The top two benefits of forming a S-corporation over sole-proprietorship are as follows:

  1. Set aside your investment into a separate legal entity to limit your liability
  2. Saving employment taxes (it could be widely named as self-employment tax, social security, medicare, or payroll taxes etc)

In order to get the above benefits, you need to spend sone time and effort to achieve them.

(1) To maintain the S-corporation properly and avoid from piercing the corporation veil, you have to keep proper document such as minute, corporate kit, accounting records etc. You may want to get more tips from attorney.

(2) I am writing to talk about how you can save employment taxes.

Assume you make $100,000 before paying yourself as a sole proprietor or LLC, the whole $100,000 is subject to two types of taxes: (1) Income tax, (2) Employment taxes. Since you are serving dual roles as employer and employee, the rate of employment tax is double to about 12% after certain deduction.

If your tax bracket is about 30%, you will end up paying about 42% by adding the employment tax. The tax is about $42,000 in our example above.

However, if you run the business as S-corporation, the good news is the business income is NOT subject to employment taxes!

For example, if you have business income of $100,000 before paying yourself, assume you pay yourself through W-2 of $60,000, you are then leaving $40,000 as business income.

The w-2 income is subject to both income tax and employment tax, no difference when comparing to sole proprietorship.

The good news is the business income of $40,000 is not subject to employment tax so the tax saving could be about $4,800 every year!

You are smart so that you may ask why bother to pay $60,000 to yourself through W-2, isn’t it creating more tax saving if you allocate $100,000 to business income and the employment tax saving would have been $12,000. This is too good to be true. IRS disallows such arrangement.

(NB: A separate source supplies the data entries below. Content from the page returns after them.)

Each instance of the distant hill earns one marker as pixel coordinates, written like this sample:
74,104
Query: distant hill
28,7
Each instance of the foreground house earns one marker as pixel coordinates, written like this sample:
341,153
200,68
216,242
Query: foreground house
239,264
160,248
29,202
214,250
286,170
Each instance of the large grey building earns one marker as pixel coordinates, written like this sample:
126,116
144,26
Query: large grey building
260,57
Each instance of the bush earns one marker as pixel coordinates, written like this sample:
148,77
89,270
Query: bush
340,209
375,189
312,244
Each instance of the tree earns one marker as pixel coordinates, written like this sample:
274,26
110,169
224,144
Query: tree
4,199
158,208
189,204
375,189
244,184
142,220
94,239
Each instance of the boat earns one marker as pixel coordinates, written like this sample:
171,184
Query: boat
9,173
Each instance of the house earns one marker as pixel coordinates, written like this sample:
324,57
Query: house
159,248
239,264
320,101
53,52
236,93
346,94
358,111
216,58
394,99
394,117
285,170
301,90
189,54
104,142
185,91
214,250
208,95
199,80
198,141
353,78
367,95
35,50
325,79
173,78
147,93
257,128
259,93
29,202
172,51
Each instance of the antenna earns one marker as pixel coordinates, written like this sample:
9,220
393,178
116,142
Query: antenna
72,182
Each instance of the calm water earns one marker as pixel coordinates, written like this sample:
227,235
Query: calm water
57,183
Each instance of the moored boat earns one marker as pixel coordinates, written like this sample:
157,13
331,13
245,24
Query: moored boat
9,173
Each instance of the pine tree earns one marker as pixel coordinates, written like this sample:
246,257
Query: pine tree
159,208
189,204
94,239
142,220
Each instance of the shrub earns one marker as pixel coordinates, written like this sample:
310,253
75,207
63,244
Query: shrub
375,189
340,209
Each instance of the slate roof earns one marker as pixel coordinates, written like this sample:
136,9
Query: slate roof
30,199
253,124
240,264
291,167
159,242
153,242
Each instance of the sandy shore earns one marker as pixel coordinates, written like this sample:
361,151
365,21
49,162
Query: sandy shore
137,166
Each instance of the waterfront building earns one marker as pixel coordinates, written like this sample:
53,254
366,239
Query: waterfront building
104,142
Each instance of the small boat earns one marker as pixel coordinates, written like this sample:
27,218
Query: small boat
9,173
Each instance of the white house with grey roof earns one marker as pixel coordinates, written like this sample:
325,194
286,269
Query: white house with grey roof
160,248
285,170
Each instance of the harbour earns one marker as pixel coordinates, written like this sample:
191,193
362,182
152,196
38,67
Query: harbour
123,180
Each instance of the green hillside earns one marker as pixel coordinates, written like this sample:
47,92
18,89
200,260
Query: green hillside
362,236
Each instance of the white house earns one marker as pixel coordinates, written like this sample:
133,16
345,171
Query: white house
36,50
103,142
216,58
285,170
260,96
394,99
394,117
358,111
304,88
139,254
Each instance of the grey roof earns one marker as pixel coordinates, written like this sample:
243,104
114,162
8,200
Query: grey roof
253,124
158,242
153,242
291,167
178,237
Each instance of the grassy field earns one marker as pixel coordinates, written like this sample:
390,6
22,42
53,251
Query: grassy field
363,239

The rule is any form of distribution to a S-Corp owner must be treated as payroll to the extent of a reasonable wage.

You may wonder what reasonable wage mean. Is $1 enough? Probably not.

The reasonable of wage depends on a few factors:

Do you make your income from your work (including managing work) ? Or from other employees ? Or from capital / equipment?

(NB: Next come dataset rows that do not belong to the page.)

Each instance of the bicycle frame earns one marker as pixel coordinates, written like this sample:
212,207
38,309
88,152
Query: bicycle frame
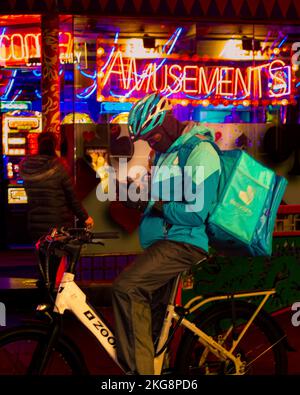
213,346
71,297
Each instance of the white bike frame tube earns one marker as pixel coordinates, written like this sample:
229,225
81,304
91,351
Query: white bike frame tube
70,297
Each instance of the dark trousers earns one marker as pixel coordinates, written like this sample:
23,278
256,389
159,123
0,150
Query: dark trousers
140,296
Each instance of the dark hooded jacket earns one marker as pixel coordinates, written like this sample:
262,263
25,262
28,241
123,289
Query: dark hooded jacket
51,197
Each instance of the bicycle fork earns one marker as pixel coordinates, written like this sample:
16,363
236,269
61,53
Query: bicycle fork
44,349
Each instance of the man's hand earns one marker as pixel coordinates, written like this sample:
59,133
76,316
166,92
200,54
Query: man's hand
89,222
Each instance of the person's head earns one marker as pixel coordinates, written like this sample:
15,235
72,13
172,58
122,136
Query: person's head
47,144
151,119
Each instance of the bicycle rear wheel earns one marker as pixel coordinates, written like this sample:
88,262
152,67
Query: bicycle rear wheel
262,349
17,348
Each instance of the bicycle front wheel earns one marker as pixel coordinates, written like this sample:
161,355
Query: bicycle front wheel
262,349
17,347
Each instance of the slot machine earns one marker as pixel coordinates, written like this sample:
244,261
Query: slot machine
20,130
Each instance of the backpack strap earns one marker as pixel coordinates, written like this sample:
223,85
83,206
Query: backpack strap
190,144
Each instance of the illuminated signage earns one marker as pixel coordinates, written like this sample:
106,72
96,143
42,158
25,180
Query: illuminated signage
129,78
21,48
15,105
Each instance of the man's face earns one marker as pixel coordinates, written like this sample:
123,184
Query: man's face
158,139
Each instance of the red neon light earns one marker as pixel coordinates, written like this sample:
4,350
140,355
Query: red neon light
214,81
20,47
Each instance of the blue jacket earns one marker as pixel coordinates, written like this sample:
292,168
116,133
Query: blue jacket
184,214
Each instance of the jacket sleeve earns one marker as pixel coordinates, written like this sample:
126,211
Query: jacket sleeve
73,202
200,184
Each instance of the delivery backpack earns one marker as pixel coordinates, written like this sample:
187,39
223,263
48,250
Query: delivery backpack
243,219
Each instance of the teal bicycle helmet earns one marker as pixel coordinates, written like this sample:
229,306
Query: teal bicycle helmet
146,114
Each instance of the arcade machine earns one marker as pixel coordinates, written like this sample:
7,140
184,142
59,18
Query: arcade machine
20,130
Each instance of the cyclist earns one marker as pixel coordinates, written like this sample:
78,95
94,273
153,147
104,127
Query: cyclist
52,201
172,232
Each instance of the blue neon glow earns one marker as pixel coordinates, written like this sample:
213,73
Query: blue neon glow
17,95
9,86
37,73
176,34
86,93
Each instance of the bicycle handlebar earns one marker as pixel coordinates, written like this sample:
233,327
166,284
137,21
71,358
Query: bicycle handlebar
82,235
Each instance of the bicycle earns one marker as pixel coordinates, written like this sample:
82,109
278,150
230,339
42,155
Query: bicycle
230,336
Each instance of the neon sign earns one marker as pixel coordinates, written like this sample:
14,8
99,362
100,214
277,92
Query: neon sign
129,78
21,48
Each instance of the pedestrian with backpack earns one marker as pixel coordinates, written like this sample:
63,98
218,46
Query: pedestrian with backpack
172,231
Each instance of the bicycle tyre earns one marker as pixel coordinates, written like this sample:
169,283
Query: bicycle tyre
33,334
188,360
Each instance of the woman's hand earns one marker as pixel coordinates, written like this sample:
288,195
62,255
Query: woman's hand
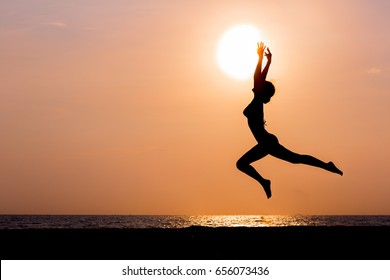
260,48
268,55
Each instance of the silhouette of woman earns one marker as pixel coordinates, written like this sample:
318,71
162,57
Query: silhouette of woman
268,144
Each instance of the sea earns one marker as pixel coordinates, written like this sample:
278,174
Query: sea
179,221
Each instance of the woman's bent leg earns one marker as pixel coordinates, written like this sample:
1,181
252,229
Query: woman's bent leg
243,164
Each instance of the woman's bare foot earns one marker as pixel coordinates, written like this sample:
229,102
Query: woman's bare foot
267,188
334,169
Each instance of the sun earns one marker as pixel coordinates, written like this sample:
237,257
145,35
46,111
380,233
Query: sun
236,53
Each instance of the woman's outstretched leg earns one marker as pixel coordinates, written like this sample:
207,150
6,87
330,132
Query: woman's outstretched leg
282,153
243,164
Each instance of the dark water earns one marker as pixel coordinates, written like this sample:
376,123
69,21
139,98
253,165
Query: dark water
157,221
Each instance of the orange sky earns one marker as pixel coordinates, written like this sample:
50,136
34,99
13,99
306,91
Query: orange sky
119,107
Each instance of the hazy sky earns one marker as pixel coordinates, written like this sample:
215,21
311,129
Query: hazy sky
120,107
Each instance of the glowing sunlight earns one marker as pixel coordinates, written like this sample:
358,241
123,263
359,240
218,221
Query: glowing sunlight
236,53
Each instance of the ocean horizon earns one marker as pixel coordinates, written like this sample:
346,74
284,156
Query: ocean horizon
184,221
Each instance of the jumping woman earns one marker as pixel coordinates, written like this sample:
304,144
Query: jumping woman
268,144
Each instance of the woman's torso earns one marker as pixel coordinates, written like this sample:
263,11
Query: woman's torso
255,115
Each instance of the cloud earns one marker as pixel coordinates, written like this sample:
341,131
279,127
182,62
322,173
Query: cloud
374,71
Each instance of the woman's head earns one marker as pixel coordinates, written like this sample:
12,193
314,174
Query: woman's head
267,92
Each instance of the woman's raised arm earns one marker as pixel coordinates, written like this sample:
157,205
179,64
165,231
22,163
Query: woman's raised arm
261,74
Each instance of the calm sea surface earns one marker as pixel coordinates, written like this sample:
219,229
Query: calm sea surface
133,221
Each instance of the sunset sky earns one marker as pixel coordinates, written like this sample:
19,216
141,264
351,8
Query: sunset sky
120,107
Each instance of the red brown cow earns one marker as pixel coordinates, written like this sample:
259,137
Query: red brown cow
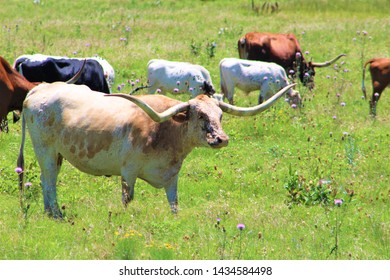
13,90
380,76
283,49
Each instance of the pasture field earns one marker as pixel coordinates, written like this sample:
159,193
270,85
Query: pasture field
279,175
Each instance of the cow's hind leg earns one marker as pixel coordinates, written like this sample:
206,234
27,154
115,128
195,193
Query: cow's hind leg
171,192
50,163
127,191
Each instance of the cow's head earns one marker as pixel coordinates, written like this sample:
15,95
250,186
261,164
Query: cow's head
307,70
208,88
202,115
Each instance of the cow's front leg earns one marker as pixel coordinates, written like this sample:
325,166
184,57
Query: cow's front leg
127,191
171,191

If you make your income mostly from your work/ services, you should conduct research to get the fair market value of the salary for such work. The rule of thumb is to pay yourself at market rate, sometimes it could be justified to pay a little less than market rate if you determine your operation is less profitable than other businesses in your local area.

Based on my experience, it is easy to trigger audit if you do not pay yourself through payroll from your s-Corp because the form 1120S requires you to disclose the salary to officer separately, on top of regular salaries to other employees. It is very easy to be on IRS’ spotlight when you are distributing money without paying yourself a reasonable compensation.